Wills and Powers of Attorney

All of a sudden, the vendor has a whole whack of cash. They sold their practice (by the way, now is a great time to sell if you’re a vendor). And they’re talking with a financial advisor. And the advisor tells them to make sure they get their Wills and Powers of Attorney up to date. This way, they can specify how they want their assets (e.g. cash, property, securities, etc.) to be distributed when they die. They should also have a Power of Attorney for Personal Care and a Continuing Power of Attorney for Property so that someone else can make decisions on their behalf in the event of incapacitation.

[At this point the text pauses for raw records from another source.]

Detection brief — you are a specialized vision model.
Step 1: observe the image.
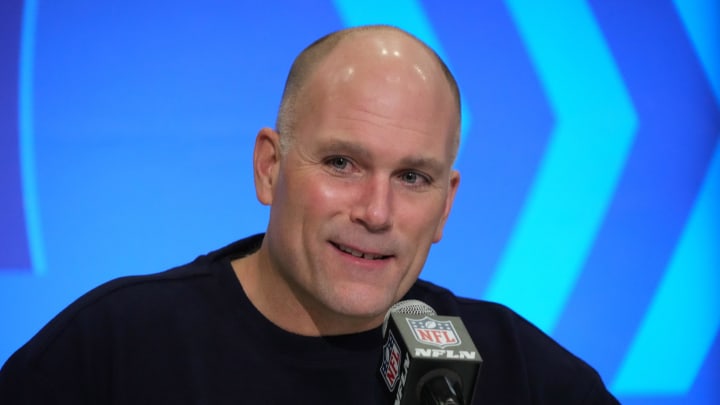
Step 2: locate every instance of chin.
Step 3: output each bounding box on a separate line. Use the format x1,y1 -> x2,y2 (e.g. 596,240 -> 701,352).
327,285 -> 396,320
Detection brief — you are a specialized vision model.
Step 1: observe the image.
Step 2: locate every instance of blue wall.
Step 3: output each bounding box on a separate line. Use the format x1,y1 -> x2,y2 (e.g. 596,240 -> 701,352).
1,1 -> 718,403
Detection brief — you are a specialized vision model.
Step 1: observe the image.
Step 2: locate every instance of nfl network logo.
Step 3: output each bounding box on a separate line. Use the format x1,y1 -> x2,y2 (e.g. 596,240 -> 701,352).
408,317 -> 461,348
380,331 -> 403,390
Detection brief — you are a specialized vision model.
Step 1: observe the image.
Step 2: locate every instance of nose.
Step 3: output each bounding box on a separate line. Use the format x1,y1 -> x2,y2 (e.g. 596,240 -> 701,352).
350,175 -> 393,233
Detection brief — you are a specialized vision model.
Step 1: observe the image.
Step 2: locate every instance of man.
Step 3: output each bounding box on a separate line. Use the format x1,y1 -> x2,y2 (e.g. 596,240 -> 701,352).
0,25 -> 619,404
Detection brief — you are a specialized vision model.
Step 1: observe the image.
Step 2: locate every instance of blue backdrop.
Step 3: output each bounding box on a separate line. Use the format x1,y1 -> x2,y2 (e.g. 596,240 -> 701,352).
1,1 -> 718,403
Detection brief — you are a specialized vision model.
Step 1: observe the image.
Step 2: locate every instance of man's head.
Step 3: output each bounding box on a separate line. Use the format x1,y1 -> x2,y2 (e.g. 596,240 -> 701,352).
248,25 -> 461,335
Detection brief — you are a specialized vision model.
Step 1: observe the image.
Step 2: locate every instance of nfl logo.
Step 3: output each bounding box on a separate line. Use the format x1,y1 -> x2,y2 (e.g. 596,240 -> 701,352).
380,331 -> 403,390
407,316 -> 462,348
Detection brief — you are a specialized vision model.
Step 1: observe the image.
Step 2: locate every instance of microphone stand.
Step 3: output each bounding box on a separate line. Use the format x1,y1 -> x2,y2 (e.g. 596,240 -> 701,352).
419,369 -> 465,405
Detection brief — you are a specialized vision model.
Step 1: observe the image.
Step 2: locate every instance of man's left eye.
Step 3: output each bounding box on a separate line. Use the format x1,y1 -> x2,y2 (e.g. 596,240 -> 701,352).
402,172 -> 418,183
401,172 -> 429,185
326,156 -> 351,171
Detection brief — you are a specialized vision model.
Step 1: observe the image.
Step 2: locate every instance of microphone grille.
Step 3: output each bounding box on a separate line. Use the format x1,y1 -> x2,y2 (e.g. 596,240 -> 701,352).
382,299 -> 436,335
389,299 -> 437,316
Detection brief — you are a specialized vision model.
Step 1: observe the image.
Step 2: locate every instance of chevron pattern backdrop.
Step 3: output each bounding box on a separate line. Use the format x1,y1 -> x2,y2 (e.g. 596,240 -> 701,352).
1,1 -> 718,403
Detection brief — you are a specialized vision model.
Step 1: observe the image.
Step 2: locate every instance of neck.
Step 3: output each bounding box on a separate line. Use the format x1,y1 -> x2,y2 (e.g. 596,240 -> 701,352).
231,246 -> 383,336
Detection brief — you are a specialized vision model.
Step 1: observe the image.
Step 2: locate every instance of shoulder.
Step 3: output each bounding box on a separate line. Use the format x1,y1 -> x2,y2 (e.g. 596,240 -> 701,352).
22,234 -> 263,348
0,256 -> 215,402
15,257 -> 210,359
5,234 -> 264,368
0,233 -> 265,403
35,233 -> 262,340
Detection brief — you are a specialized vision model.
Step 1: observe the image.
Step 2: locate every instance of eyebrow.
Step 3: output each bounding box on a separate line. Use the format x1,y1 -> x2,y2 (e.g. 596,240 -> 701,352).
317,139 -> 446,175
318,139 -> 372,160
398,155 -> 445,176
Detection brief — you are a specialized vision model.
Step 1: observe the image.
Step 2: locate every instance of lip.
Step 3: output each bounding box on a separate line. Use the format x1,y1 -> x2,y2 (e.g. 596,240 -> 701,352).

As for the purchaser, well, they just bought a very expensive asset. And they should have their Wills in place to save on estate administration taxes (assuming they purchased the practice with a dentistry professional corporation). They should also have Powers of Attorney in place so that, in the event they become incapacitated, someone can step in and make decisions about their health care/finances/property so that the practice doesn’t suffer as a result. This will also help avoid legal disputes.

Maintaining Corporate Minute Book

Typically, the purchaser will have a professional corporation buy the shares or assets of a dentistry professional corporation. This is done to limit liability and also to make it easier to repay any loans (because corporate purchasers are taxed less and therefore have more money to repay a loan and can thus do it quicker than a purchaser who is a human being). Now, after the closing, there’s some clean-up work that needs to be done. For example, in share sales, the purchaser will need to amalgamate his dentistry professional corporation with the vendor’s and get a new Certificate of Authorization from the College (lots of paperwork goes into this!). Documents also need to be filed with the Ontario government (resignations of officers and directors), and the corporate minute book needs to be updated to reflect new officers and directors. Finally, on an annual basis, the corporation’s minutes need to be maintained so as to comply with Ontario government rules.

Bulk Sales Act compliance

When purchasing assets, the purchaser will typically want the vendor to comply with the Bulk Sales Act so that the vendor’s creditors won’t be able to go after the purchaser for outstanding amounts owed to them. We discuss the Bulk Sales Act at length in this blog in the context of dentists purchasing assets from other dentists or dentistry professional corporations. Sufficed to say, after the closing, the purchaser’s lawyer will need to file documents (affidavit + seller’s statement as to creditors) and pay a court fee within a very short period of time at the correct court house (i.e. 5 business days). This is done so that the Bulk Sales Act has been complied with.

Now, if the vendor had outstanding creditors on the day of the sale but promised to pay them out from the proceeds, then the purchaser’s lawyer will want to follow up and receive evidence of releases/discharges (i.e. the creditors acknowledging that they are no longer owed anything). This is to ensure that the purchaser bought their assets free and clear of all charges.

Closing Financial Statements

Typically, in a share sale, the vendor will promise to get an accountant to prepare closing financial statements and deliver them within 90 days of the closing have taken place. These closing financial statements will include a balance sheet and income statement. The purchaser must agree with these financials before they can be filed with the government. The vendor will also agree to pay any outstanding taxes owed. In addition to the closing financial statements, the parties may include adjustments that were taken into account only after the fact, such as pre-paid expenses (i.e. the vendor paid for these things prior to the closing) like rent, software licenses, staff, etc.